Hi, I am converting a comma separated file to fixed field lenght and I am using that:
COLUMNS="25 24 67 26 39 63 20 34 35 14 397"
(
cat $indir/input_file.dat | \
$AWK -v columns="$COLUMNS" '
BEGIN {
FS=",";
OFS="";
split(columns, arr, " ");
}
{
for(i=1; i<=NF; i++)
printf("%-*s%c", arr, $i, (i==NF) ? RS : OFS)
}
') >> $outdir/output_file.dat
It is working fine, but most of the files are big and the performance is very slow. Any ideas how can I make it faster?
Thanks!
Step 1: Cut the i/o in half by eliminating the unnecessary cat.
Step 2: Eliminate the for-loop and replace it with a single call to printf.
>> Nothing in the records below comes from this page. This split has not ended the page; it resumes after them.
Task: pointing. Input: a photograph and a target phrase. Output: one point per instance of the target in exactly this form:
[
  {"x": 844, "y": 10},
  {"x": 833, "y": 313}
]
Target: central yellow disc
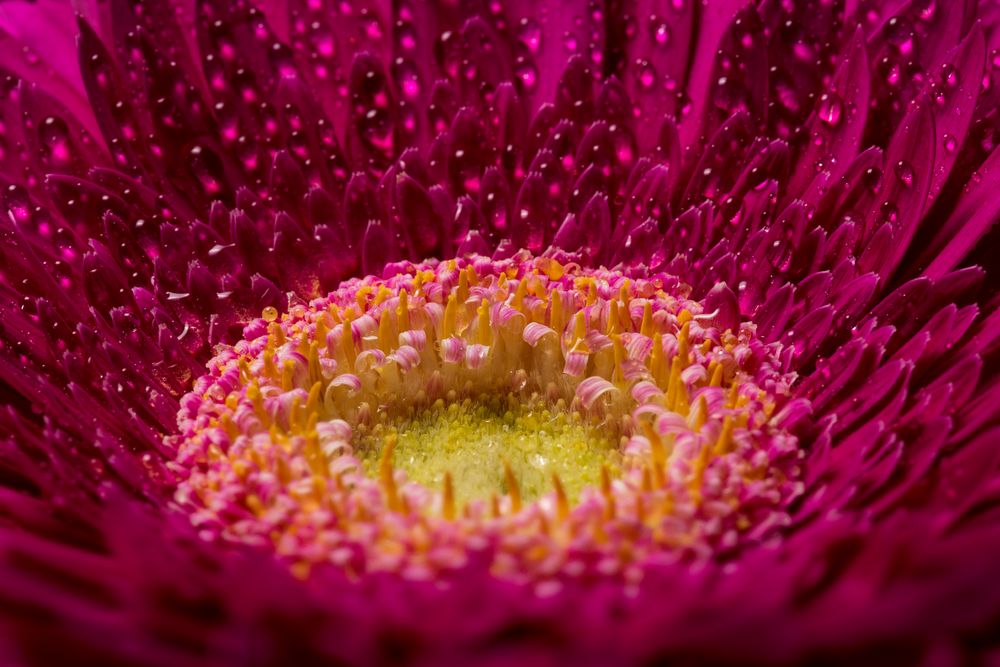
[{"x": 476, "y": 440}]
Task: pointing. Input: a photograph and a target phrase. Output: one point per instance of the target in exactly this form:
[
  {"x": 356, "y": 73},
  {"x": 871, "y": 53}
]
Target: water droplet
[
  {"x": 528, "y": 75},
  {"x": 831, "y": 109},
  {"x": 872, "y": 178},
  {"x": 661, "y": 33},
  {"x": 530, "y": 34},
  {"x": 904, "y": 172},
  {"x": 949, "y": 75},
  {"x": 646, "y": 75},
  {"x": 899, "y": 33}
]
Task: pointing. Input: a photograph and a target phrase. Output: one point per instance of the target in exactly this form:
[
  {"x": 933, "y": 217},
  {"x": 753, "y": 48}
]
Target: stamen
[{"x": 459, "y": 384}]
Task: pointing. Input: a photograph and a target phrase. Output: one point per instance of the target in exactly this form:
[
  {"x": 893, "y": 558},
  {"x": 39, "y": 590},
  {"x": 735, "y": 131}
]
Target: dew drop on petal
[
  {"x": 904, "y": 172},
  {"x": 831, "y": 109}
]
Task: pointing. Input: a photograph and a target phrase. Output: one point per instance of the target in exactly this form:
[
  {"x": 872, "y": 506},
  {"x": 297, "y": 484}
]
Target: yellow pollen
[{"x": 474, "y": 443}]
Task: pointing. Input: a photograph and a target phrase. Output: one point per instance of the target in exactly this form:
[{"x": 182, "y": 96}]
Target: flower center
[
  {"x": 481, "y": 443},
  {"x": 563, "y": 420}
]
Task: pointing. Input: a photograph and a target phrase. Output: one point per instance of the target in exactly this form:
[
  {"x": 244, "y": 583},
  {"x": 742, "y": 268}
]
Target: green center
[{"x": 474, "y": 439}]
Step 3: Don't use gawk unless you must. It's the slowest awk implementation.
Regards,
Alister
Actually it is:
AWK="/usr/xpg4/bin/awk" #extended awk for solaris
I wasn't asserting that you are using gawk. Your post did not specify the implementation, so I mentioned gawk's slow execution speed in case it was relevant.
Regards,
Alister
Assuming ASCII data, try
perl -F, -lape 'BEGIN { ($tmpl = shift) =~ s/(\d+)/A$1/g }
$_ = pack($tmpl, @F)' "$COLUMNS" "$indir/input_file.dat" > "$outdir/output_file.dat"
1 Like
Hi, thanks. I tried it, but unfortunately it is the same